Roe Lauren S, Strotmeyer Elsa S, Cawthon Peggy M, Glynn Nancy W, Ma Yan, Ancoli-Israel Sonia, Ensrud Kristine, Redline Susan, Stone Katie L, Gabriel Kelley Pettee, Cauley Jane A
Department of Epidemiology, University of Pittsburgh School of Public Health, Pittsburgh, PA 15261, United States.
California Pacific Medical Center, Research Institute, San Francisco, CA 94107, United States.
J Bone Miner Res. 2024 Dec 31;40(1):27-37. doi: 10.1093/jbmr/zjae160.
Physical activity (PA), sedentary behavior (SB), and sleep are each individually associated with falls and fractures, but often are not examined simultaneously. Compositional data analysis examined the combined prospective associations between the proportion of time in PA, SB, and sleep relative to the remaining behaviors with recurrent falls (2+ falls in any yr), any fractures, and major osteoporotic fracture (MOF) from tri-annual questionnaires, with adjudication for fractures, in 2918 older men aged 78.9 ± 5.1 yr in the Osteoporotic Fractures in Men (MrOS) Study. Accelerometers were worn on the right tricep for seven consecutive 24-h periods and measured PA (>1.5 METs), SB (≤1.5 METs), and sleep. Generalized estimating equations evaluated associations with recurrent falls. Cox proportional hazards regression estimated any incident fracture and MOF risk separately. Over 4 yr of follow-up, 1025 (35.2%) experienced recurrent falls; over 10 ± 4 yr of follow-up, 669 (22.9%) experienced incident fractures, and 370 (12.7%) experienced a MOF. Higher proportions of PA relative to SB and sleep were associated with lower odds of recurrent falls [odds ratio (OR): 0.87, 95% CI: 0.76-0.99]. Higher proportions of SB relative to PA and sleep were associated with a higher odds of recurrent falls (OR: 1.38, 95% CI: 1.06-1.81) and a higher risk of any fracture [hazard ratio (HR): 1.42, 95% CI: 1.05-1.92]. Higher proportions of sleep relative to PA and SB were associated with a lower risk of fracture (HR: 0.74, 95% CI: 0.54-0.99). No associations of activity composition with MOF were observed. When accounting for the co-dependence of daily activities, higher proportions of SB relative to the proportion of PA and sleep were associated with higher odds of recurrent falls and fracture risk. Results suggest reducing SB (and increasing PA) may lower fall and fracture risk in older men, which could inform future interventions.

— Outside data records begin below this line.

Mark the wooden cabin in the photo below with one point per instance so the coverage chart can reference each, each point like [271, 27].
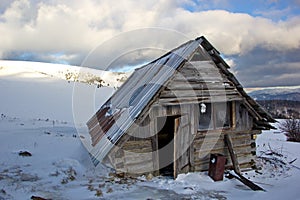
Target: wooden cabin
[172, 113]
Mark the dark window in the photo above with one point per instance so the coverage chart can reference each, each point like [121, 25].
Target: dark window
[223, 113]
[205, 116]
[214, 115]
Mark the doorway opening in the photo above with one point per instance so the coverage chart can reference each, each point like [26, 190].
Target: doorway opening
[165, 136]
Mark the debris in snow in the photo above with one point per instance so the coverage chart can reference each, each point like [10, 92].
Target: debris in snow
[203, 108]
[25, 154]
[37, 198]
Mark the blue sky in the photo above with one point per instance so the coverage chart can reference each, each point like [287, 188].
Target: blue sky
[260, 39]
[272, 9]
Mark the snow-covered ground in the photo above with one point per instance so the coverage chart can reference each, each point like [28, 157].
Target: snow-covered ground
[36, 117]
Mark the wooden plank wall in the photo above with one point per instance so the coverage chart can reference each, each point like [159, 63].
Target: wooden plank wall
[198, 81]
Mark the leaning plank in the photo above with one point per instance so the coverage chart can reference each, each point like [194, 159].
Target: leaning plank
[233, 156]
[236, 167]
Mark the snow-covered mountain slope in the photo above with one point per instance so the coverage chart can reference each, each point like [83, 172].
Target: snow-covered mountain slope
[25, 69]
[277, 94]
[40, 90]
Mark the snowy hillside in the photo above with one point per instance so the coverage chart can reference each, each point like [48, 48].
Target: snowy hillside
[277, 94]
[41, 153]
[27, 69]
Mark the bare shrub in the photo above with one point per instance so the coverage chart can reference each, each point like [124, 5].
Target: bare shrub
[291, 128]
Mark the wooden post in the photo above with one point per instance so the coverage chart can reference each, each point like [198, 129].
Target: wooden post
[233, 156]
[236, 167]
[176, 127]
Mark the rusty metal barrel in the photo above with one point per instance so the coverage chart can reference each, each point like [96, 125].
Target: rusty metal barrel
[216, 167]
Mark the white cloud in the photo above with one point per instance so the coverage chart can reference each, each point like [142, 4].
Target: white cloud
[77, 27]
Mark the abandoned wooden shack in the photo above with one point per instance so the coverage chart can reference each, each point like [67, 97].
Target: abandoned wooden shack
[172, 113]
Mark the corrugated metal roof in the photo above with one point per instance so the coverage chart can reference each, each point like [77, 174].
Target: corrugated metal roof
[133, 96]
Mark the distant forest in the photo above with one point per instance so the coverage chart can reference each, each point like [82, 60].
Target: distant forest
[282, 109]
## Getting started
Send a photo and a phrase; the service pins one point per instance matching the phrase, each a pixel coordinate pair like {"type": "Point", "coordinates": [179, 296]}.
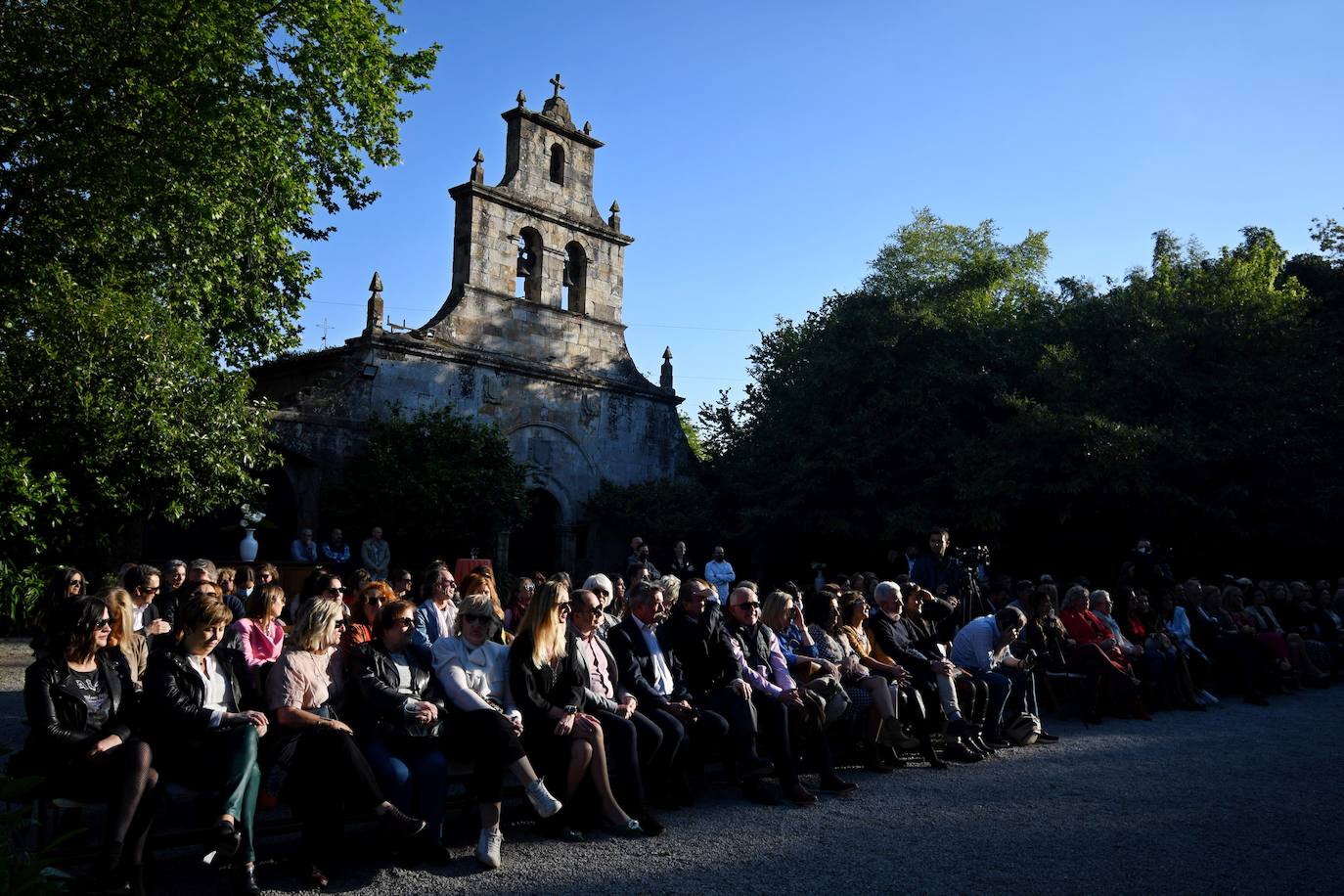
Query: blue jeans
{"type": "Point", "coordinates": [1010, 692]}
{"type": "Point", "coordinates": [413, 774]}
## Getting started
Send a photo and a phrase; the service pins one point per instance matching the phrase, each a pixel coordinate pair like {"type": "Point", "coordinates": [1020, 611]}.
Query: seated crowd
{"type": "Point", "coordinates": [603, 701]}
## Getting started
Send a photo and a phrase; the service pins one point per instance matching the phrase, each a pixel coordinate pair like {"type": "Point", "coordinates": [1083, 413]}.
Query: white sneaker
{"type": "Point", "coordinates": [542, 801]}
{"type": "Point", "coordinates": [488, 848]}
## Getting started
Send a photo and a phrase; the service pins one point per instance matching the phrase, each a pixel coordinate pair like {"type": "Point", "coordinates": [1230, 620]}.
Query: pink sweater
{"type": "Point", "coordinates": [259, 647]}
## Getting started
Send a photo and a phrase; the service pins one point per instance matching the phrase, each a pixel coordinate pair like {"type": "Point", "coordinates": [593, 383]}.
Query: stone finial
{"type": "Point", "coordinates": [665, 377]}
{"type": "Point", "coordinates": [374, 321]}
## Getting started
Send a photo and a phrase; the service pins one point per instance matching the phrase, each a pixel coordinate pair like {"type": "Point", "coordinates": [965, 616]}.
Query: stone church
{"type": "Point", "coordinates": [530, 338]}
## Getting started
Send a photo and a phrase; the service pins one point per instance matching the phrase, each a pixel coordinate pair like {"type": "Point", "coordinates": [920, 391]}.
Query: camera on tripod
{"type": "Point", "coordinates": [972, 555]}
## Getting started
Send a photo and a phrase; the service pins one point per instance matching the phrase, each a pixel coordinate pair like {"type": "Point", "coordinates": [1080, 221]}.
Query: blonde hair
{"type": "Point", "coordinates": [315, 621]}
{"type": "Point", "coordinates": [542, 625]}
{"type": "Point", "coordinates": [119, 610]}
{"type": "Point", "coordinates": [671, 589]}
{"type": "Point", "coordinates": [773, 612]}
{"type": "Point", "coordinates": [481, 580]}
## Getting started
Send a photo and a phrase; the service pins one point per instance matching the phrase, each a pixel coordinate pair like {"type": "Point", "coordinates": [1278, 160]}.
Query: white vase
{"type": "Point", "coordinates": [247, 547]}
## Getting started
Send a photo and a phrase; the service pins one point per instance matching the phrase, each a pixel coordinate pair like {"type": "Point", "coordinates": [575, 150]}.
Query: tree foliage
{"type": "Point", "coordinates": [437, 482]}
{"type": "Point", "coordinates": [956, 387]}
{"type": "Point", "coordinates": [157, 161]}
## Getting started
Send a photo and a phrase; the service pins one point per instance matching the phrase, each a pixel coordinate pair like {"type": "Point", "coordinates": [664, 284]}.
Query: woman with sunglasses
{"type": "Point", "coordinates": [547, 681]}
{"type": "Point", "coordinates": [259, 633]}
{"type": "Point", "coordinates": [326, 771]}
{"type": "Point", "coordinates": [79, 709]}
{"type": "Point", "coordinates": [200, 701]}
{"type": "Point", "coordinates": [371, 598]}
{"type": "Point", "coordinates": [482, 724]}
{"type": "Point", "coordinates": [398, 708]}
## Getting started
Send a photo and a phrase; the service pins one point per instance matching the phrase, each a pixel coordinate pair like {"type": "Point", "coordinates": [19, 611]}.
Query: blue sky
{"type": "Point", "coordinates": [762, 152]}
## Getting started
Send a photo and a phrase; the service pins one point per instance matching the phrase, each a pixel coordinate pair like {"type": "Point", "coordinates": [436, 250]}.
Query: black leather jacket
{"type": "Point", "coordinates": [378, 697]}
{"type": "Point", "coordinates": [60, 716]}
{"type": "Point", "coordinates": [175, 694]}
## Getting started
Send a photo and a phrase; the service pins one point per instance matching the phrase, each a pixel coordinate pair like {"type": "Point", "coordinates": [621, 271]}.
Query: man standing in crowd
{"type": "Point", "coordinates": [653, 676]}
{"type": "Point", "coordinates": [682, 567]}
{"type": "Point", "coordinates": [376, 555]}
{"type": "Point", "coordinates": [721, 575]}
{"type": "Point", "coordinates": [784, 712]}
{"type": "Point", "coordinates": [935, 571]}
{"type": "Point", "coordinates": [335, 551]}
{"type": "Point", "coordinates": [304, 550]}
{"type": "Point", "coordinates": [695, 634]}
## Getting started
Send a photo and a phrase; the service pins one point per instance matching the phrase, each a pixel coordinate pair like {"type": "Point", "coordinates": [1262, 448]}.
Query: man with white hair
{"type": "Point", "coordinates": [931, 675]}
{"type": "Point", "coordinates": [601, 586]}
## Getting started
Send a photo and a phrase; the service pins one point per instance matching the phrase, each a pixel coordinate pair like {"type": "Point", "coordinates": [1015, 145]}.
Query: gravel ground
{"type": "Point", "coordinates": [1238, 799]}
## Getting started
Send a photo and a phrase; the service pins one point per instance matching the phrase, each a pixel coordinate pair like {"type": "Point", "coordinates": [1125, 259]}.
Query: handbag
{"type": "Point", "coordinates": [834, 697]}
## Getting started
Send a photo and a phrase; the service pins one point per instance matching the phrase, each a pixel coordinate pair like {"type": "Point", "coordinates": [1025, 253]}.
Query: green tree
{"type": "Point", "coordinates": [1195, 400]}
{"type": "Point", "coordinates": [435, 481]}
{"type": "Point", "coordinates": [157, 161]}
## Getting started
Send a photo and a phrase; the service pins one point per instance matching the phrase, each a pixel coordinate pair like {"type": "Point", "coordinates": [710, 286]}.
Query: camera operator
{"type": "Point", "coordinates": [937, 571]}
{"type": "Point", "coordinates": [1150, 567]}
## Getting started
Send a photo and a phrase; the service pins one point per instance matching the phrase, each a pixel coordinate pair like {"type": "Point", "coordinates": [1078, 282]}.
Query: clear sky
{"type": "Point", "coordinates": [762, 152]}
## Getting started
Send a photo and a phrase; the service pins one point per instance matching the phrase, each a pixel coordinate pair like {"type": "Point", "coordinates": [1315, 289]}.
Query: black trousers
{"type": "Point", "coordinates": [328, 777]}
{"type": "Point", "coordinates": [485, 739]}
{"type": "Point", "coordinates": [781, 727]}
{"type": "Point", "coordinates": [740, 718]}
{"type": "Point", "coordinates": [624, 739]}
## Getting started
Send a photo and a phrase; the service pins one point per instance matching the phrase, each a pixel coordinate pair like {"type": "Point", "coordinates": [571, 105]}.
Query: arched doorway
{"type": "Point", "coordinates": [536, 546]}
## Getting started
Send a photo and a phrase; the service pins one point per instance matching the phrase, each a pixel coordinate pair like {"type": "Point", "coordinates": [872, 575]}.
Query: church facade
{"type": "Point", "coordinates": [530, 337]}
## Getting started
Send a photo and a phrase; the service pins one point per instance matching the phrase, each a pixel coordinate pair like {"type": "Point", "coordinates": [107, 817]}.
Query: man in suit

身体活动(PA)、久坐行为(SB)和睡眠各自都与跌倒及骨折相关,但往往未同时进行研究。成分数据分析考察了在男性骨质疏松性骨折(MrOS)研究中,2918名年龄为78.9±5.1岁的老年男性,通过每三年一次问卷调查中PA、SB和睡眠的时间比例相对于其他行为与反复跌倒(任何一年中跌倒2次及以上)、任何骨折以及严重骨质疏松性骨折(MOF)之间的联合前瞻性关联,并对骨折情况进行判定。加速度计连续7个24小时佩戴在右三头肌处,测量PA(>1.5代谢当量)、SB(≤1.5代谢当量)和睡眠情况。广义估计方程评估与反复跌倒的关联。Cox比例风险回归分别估计任何新发骨折和MOF风险。在4年的随访中,1025人(35.2%)经历了反复跌倒;在10±4年的随访中,669人(22.9%)经历了新发骨折,370人(12.7%)经历了MOF。相对于SB和睡眠,PA比例较高与反复跌倒的几率较低相关[优势比(OR):0.87,95%置信区间(CI):0.76 - 0.99]。相对于PA和睡眠,SB比例较高与反复跌倒的几率较高相关(OR:1.38,95%CI:1.06 - 1.81)以及任何骨折的风险较高[风险比(HR):1.42,95%CI:1.05 - 1.92]。相对于PA和SB,睡眠比例较高与骨折风险较低相关(HR:0.74,95%CI:0.54 - 0.99)。未观察到活动构成与MOF之间的关联。当考虑日常活动的相互依赖性时,相对于PA和睡眠的比例,SB比例较高与反复跌倒的几率较高及骨折风险相关。结果表明,减少SB(并增加PA)可能会降低老年男性跌倒和骨折风险,这可为未来的干预措施提供参考。